Marseille, l’abbaye de Saint Victor de Marseille, en face de la maison de Paul Valéry, détient dans ses cryptes les secrets merveilleux de la vie et de la mort. Des dizaines de tombes, de sarcophages ont été mis à jour et trônent à côté de la vierge noire probablement du XIIIème. La plus ancienne attire notre attention. Elle est du deuxième siècle après J.C. L’inscription mentionne que le vénérable Sérapis assure le retour des hommes. Les alchimistes qui ont lu Fulcanelli assurent que la légende des cierges verts de la chandeleur fait allusion au corps lumineux transparent et vert du feu secret. La tradition stipule que les rose+croix d’orient sont présents lors de cette manifestation. L’Ordre de Malte aussi, une des ses antennes, se trouve dans les locaux de l’abbaye.
1942, la rose+croix d’Orient passe à la troisième phase. Elle devient visible grâce aux transmissions de Bogé de Lagrèze à Robert Ambelain.
Dans le sacramentaire du Rose+croix, page 17, Aurifer nous apprend que, selon un document figurant en nos archives privées et qui émane de celui qui transmit cette ordination à Papus, c’est à la Rose+Croix d’Orient que se rattacherait l’ordination particulière conférée par Don Martinez de Pascuallis à ce Réaux+croix, au XVIIIième siècle. Ce mouvement suscita la méthode de la voie intérieure, diffusée par Louis-Claude de Saint-Martin et qui repose sur l’alchimie matérielle, transposée dans le plan spirituel. Après ces deux précisions, contestées à tort par certains historiens. Robert Ambelain ajoute : « Nous pouvons signaler que deux villes étaient particulièrement importantes pour les chevaliers de Saint Jean l’évangéliste : Venise en Italie et Marseille en France. Aujourd’hui encore la crypte de Saint Victor et sa célèbre vierge noire jouent un rôle éminent pour ce qui subsiste de l’Ordre et bien peu de gens s’en doutent. La Vierge noire de Saint Victor, comme d’ailleurs, est la patronne de l’Ordre. »
La vierge noire est la patronne des Templiers. Elle est présente aussi à Notre dame de Marceille, dans l’Aude, où curieusement elle fût profanée, décapitée le 30 Septembre 2007. Ce qui montre l’actualité du combat des fils des ténèbres contre les fils de la Lumière. Sa restauration est en cours au monastère de Cantauc, par des moines orthodoxes issus de l’abbaye de Lagrasse, chassés jadis de Jérusalem.

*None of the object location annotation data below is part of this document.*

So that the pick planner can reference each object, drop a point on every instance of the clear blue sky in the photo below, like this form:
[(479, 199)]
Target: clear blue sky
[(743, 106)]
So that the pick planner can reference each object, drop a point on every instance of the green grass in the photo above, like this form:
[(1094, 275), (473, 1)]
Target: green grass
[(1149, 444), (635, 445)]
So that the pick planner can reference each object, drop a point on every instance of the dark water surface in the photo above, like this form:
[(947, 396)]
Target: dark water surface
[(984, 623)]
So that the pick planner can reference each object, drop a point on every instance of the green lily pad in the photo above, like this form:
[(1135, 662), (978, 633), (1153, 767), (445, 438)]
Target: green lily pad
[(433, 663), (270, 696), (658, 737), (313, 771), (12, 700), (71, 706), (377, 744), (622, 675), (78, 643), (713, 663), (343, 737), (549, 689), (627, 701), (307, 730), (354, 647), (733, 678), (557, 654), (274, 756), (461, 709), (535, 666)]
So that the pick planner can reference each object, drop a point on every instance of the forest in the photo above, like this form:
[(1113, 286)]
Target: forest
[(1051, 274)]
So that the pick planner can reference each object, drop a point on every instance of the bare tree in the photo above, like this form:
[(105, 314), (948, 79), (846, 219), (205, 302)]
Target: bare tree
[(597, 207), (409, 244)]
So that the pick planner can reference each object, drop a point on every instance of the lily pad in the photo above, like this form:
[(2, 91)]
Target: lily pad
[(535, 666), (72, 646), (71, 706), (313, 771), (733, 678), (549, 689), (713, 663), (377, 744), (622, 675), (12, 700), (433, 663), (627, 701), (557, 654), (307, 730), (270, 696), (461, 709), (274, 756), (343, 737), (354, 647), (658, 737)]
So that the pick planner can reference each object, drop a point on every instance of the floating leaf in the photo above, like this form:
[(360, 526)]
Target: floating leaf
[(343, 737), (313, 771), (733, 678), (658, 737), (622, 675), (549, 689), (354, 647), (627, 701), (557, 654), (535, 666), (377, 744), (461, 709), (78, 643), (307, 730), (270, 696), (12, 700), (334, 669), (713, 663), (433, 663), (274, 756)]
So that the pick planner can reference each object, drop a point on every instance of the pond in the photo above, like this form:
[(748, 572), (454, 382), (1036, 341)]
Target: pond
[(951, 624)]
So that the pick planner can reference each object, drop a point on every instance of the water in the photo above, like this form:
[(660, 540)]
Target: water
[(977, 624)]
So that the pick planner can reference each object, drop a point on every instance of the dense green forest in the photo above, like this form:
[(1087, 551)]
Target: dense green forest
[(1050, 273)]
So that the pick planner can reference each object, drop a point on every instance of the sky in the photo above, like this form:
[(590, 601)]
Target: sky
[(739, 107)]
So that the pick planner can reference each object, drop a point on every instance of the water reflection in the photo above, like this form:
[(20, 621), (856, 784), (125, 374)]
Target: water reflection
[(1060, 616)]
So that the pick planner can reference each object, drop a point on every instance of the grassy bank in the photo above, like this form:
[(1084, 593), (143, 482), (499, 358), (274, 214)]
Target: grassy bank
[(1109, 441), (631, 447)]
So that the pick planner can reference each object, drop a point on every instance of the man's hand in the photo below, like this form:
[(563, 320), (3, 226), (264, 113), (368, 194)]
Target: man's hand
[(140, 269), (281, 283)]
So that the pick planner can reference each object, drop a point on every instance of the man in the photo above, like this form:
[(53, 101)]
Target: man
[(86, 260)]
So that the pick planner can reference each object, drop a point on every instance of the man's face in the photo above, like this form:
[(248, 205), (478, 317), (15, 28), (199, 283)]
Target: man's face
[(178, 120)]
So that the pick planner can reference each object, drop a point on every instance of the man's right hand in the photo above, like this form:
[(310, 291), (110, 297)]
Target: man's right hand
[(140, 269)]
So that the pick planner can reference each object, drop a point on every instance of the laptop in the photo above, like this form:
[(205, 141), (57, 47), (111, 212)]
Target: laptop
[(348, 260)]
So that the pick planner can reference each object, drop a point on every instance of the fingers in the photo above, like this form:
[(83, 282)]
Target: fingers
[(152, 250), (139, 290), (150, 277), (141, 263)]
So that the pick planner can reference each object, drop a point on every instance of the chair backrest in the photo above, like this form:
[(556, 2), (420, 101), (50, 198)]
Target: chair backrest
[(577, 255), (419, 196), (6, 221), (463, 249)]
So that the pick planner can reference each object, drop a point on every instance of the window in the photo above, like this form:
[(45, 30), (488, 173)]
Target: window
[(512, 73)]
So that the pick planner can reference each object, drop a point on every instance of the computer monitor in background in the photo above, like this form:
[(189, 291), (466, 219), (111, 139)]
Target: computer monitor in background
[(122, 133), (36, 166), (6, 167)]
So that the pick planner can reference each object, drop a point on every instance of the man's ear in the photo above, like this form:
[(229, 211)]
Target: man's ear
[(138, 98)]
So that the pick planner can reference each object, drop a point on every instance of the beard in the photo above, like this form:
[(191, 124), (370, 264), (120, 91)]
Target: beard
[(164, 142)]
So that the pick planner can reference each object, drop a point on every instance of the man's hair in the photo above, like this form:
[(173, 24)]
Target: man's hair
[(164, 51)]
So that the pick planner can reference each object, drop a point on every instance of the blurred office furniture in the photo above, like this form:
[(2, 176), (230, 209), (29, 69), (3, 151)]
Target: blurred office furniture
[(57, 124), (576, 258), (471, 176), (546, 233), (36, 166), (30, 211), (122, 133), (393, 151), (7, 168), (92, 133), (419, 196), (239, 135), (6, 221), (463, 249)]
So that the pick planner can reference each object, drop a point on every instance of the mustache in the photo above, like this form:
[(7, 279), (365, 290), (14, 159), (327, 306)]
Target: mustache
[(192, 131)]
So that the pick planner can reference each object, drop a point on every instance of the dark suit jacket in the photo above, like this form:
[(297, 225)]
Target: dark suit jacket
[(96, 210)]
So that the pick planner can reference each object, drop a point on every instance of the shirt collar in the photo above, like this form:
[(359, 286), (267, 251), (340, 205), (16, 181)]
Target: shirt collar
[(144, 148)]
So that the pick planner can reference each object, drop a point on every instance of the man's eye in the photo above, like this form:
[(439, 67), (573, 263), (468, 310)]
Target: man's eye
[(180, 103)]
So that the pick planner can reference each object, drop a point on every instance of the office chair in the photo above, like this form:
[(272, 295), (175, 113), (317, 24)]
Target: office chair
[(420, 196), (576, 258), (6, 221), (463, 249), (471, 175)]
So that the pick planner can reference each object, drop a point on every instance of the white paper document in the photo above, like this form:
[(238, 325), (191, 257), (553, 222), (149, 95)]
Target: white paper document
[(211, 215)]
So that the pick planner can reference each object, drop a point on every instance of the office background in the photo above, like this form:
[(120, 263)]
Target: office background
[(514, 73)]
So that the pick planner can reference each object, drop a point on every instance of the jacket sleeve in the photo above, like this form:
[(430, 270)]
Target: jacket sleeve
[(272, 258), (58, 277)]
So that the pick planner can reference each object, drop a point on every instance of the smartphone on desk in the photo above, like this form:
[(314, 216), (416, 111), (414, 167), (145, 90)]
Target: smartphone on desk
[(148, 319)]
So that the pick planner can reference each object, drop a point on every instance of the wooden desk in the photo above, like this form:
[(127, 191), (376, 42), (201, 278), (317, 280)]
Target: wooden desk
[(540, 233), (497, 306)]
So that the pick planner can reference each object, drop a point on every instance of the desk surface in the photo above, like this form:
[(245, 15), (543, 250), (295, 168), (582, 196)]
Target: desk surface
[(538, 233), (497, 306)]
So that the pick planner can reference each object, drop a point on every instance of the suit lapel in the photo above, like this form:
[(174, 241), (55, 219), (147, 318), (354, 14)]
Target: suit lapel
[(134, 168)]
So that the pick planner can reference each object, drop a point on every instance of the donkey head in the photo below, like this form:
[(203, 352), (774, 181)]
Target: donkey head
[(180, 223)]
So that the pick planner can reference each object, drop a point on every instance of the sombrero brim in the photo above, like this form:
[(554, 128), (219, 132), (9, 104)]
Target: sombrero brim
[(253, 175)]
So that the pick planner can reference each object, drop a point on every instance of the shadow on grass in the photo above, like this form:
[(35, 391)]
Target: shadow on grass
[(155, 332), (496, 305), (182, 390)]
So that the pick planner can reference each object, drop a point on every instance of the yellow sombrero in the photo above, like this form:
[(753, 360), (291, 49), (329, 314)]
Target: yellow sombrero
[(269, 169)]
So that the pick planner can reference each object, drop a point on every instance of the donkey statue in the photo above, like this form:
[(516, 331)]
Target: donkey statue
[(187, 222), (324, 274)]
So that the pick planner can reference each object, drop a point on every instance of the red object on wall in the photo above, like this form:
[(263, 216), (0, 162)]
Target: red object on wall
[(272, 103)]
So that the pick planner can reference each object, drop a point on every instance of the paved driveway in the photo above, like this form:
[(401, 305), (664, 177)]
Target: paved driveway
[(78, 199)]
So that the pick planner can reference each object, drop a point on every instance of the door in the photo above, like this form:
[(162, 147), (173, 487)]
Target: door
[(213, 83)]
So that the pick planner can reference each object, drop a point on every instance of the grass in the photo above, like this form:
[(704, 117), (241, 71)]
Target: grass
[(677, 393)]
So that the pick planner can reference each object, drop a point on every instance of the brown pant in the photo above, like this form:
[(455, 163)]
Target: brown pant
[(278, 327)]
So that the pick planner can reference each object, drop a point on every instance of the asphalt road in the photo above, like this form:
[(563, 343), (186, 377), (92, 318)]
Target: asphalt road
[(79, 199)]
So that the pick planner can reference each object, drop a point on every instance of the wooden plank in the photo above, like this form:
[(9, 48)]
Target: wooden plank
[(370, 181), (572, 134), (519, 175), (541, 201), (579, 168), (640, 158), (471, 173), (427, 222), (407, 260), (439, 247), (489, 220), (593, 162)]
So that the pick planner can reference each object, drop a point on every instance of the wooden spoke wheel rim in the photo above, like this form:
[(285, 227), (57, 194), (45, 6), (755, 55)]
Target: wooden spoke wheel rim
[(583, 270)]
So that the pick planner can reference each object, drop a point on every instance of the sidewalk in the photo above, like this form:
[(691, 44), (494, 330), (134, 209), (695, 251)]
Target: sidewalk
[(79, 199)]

Ils portaient le manteau noir et blanc à l’intérieur, avec un chrismon rouge sur l’épaule. Dans les chapitres, l’Eques arborait un sautoir et affichait une bijou noir à l’extérieur et blanc contre la poitrine. Cela nous rappelle le beaucéant des templiers et les couleurs que portaient le gonfanon, porte-étendard de la prestigieuse milice. Quant au chrismon rouge, signe secret de la lumière, il est par excellence le signe de passage à l’autre Monde, celui dont parlait le Christ, principe même de la résurrection.
Le rite primitif de Narbonne est, avant tout, une création familiale associant des alchimistes comme Touzay du Chanteau et Clavières, des officiers de l’Ordre de malte, représentés par les membres du chevalier d’Armissan, la famille de Chefdebien. La tombe d’un Chefdebien, non loin de l’abbaye de Fontfroide, face au château de Casteillas à quelques kilomètres de Narbonne, est un obélisque curieusement orienté. Celle du patriarche de la famille, mort un dix sept janvier, fête de la Sainte Roseline, à Bizanet est tout à fait surprenante car elle fait référence à la véritable histoire de Rennes-le-Château. Le frère de l’abbé Saunière, Alfred, fut le précepteur des enfants, mais vite écarté, ayant dérobé des papiers importants.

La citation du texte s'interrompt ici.